Unlike antibiotics, which are used to treat bacterial infections, vaccines do not actually kill the pathogen. Instead, they trigger the person’s white blood cells to produce antibodies that can fight off the infection. If the person is exposed to the pathogen in the future, white blood cells quickly produce the right antibodies. This stops the person from becoming very ill.

There are many different types of vaccines, and they are used to protect against a wide range of viral and bacterial infections, such as influenza (flu), measles and COVID-19.

Influenza (flu)• Fever
• Dry cough
• Fatigue
• Sore throat
Measles• Fever
• Cough
• Red, watery eyes
• Runny nose
• Rash
COVID-19• Fever
• Dry cough
• Fatigue
• Loss of taste/smell

The discovery of vaccines

The development of vaccines has had a major impact on public health.
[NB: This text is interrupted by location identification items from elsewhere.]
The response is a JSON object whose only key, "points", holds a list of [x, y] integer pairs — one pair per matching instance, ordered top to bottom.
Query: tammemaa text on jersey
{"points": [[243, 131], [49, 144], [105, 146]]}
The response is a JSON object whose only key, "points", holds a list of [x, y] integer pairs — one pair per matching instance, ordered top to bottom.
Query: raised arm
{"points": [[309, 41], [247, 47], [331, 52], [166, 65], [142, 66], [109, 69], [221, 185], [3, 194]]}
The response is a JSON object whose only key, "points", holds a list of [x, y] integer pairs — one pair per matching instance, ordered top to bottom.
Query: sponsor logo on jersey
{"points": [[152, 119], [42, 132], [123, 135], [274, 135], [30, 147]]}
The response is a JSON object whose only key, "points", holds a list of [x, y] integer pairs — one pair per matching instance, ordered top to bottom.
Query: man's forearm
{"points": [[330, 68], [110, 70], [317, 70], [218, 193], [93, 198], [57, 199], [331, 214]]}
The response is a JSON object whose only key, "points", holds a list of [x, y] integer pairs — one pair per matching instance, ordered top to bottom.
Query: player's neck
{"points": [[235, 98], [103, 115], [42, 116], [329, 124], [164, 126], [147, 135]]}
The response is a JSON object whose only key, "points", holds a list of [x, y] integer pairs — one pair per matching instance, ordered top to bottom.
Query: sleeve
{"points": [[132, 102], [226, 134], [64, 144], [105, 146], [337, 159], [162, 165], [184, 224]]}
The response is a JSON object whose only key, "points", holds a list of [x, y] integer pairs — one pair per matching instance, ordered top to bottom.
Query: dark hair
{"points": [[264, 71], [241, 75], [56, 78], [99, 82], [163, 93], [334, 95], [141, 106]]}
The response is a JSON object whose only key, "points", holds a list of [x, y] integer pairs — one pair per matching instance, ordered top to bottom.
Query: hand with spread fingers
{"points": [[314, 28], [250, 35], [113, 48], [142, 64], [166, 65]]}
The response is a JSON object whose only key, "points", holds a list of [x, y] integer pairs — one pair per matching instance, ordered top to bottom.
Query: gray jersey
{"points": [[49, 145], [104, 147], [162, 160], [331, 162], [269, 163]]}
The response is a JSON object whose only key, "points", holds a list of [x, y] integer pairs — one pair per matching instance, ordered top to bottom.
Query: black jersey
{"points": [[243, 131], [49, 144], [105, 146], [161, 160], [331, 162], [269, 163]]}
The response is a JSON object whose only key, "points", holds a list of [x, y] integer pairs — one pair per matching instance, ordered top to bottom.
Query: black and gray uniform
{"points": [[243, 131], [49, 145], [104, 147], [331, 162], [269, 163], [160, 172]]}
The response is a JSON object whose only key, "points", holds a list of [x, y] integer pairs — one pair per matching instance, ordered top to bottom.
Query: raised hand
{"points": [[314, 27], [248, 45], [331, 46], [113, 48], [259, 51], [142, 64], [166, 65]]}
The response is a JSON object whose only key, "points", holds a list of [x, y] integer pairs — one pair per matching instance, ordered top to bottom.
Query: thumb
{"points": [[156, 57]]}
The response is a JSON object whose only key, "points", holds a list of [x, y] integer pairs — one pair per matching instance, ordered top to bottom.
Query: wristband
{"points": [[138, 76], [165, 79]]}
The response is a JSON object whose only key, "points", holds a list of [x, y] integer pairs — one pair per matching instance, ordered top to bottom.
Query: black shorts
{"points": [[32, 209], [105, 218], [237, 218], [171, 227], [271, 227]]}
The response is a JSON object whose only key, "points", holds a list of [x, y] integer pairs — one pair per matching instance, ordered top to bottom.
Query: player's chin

One of the first vaccines was created by the English scientist Edward Jenner in the 18th century.

Jenner’s research focused on smallpox, a highly contagious and deadly disease that affected a large portion of the population. He noticed that people who milked cows and had contracted cowpox (a milder disease) seemed to be immune to smallpox. He decided to test this observation by deliberately infecting a young boy with cowpox and then exposing him to smallpox. The boy did not get sick, which showed that cowpox could provide immunity to smallpox.

Jenner’s vaccine was made by taking pus from a cowpox blister and inserting it into a small cut on the skin. This process, called vaccination, triggered an immune response in the body and provided immunity to smallpox. This played a key role in eradicating smallpox, which was declared eradicated by the World Health Organisation in 1980.